Letter to the editor:

Don't worry about China meddling with bitcoin reserves

To the editor,

Alison Jimenez raised interesting points in her recent BankThink commentary (A strategic bitcoin reserve raises real national security concerns, January 22). Her concerns, though, are misplaced as they reflect a widespread, but fundamental misunderstanding of bitcoin and other cryptocurrencies. Such currencies, if they can even be called that, are not backed by real financial assets — they are merely data entries in electronic bookkeeping systems.
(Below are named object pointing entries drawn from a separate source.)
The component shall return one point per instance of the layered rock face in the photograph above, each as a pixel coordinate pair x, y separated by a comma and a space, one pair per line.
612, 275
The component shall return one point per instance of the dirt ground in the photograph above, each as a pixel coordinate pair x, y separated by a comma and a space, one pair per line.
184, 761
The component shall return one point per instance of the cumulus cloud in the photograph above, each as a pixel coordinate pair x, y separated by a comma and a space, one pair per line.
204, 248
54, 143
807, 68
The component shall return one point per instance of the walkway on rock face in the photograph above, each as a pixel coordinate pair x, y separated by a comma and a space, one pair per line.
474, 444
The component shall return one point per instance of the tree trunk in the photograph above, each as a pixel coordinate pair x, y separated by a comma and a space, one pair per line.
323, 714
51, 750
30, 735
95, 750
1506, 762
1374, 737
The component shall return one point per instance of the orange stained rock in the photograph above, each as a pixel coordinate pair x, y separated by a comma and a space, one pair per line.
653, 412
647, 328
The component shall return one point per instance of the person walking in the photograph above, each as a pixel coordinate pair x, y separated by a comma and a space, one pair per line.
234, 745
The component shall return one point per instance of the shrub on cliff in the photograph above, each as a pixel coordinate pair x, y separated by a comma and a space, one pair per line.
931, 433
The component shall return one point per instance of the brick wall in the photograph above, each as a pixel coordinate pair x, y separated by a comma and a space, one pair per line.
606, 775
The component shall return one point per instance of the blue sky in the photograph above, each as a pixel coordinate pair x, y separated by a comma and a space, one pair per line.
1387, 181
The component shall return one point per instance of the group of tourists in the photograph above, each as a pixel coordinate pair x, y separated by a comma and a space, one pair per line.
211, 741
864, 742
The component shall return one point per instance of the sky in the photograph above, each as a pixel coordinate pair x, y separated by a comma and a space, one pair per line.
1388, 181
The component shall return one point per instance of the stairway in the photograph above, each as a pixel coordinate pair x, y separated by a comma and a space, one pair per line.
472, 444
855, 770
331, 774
Importantly, unlike SEC-regulated money-market mutual funds, the issuers of bitcoin and its ilk have absolutely no legal claim on any genuine financial assets, such as Treasury securities, highly rated corporate debt or fully insured deposits in federally insured banks. Therefore, the owners of bitcoin and other cryptocurrencies do not have a claim on anything of substance or value.

So-called stablecoins supposedly have such backing, ensuring that a stablecoin will always be redeemable in U.S. dollars for the full stated value of the stablecoin. In this regard, stablecoins are merely a variant of the classic money-market mutual fund, again assuming that the assets backing the stablecoin actually exist.

Put another way, there is no non-stablecoin crypto. Put yet another way, these cryptos have absolutely no substance, in the form of tangible assets or taxpayer backing — they are merely entries in an electronic bookkeeping system; electronic hot air, if you will, and nothing more. Therefore, the notion of creating a "strategic bitcoin reserve stockpile" is fundamentally absurd!

Let the Chinese meddle and hack away at non-stablecoin crypto — the economic impact of doing so will be zero, except for a lot of wasted effort by the Chinese.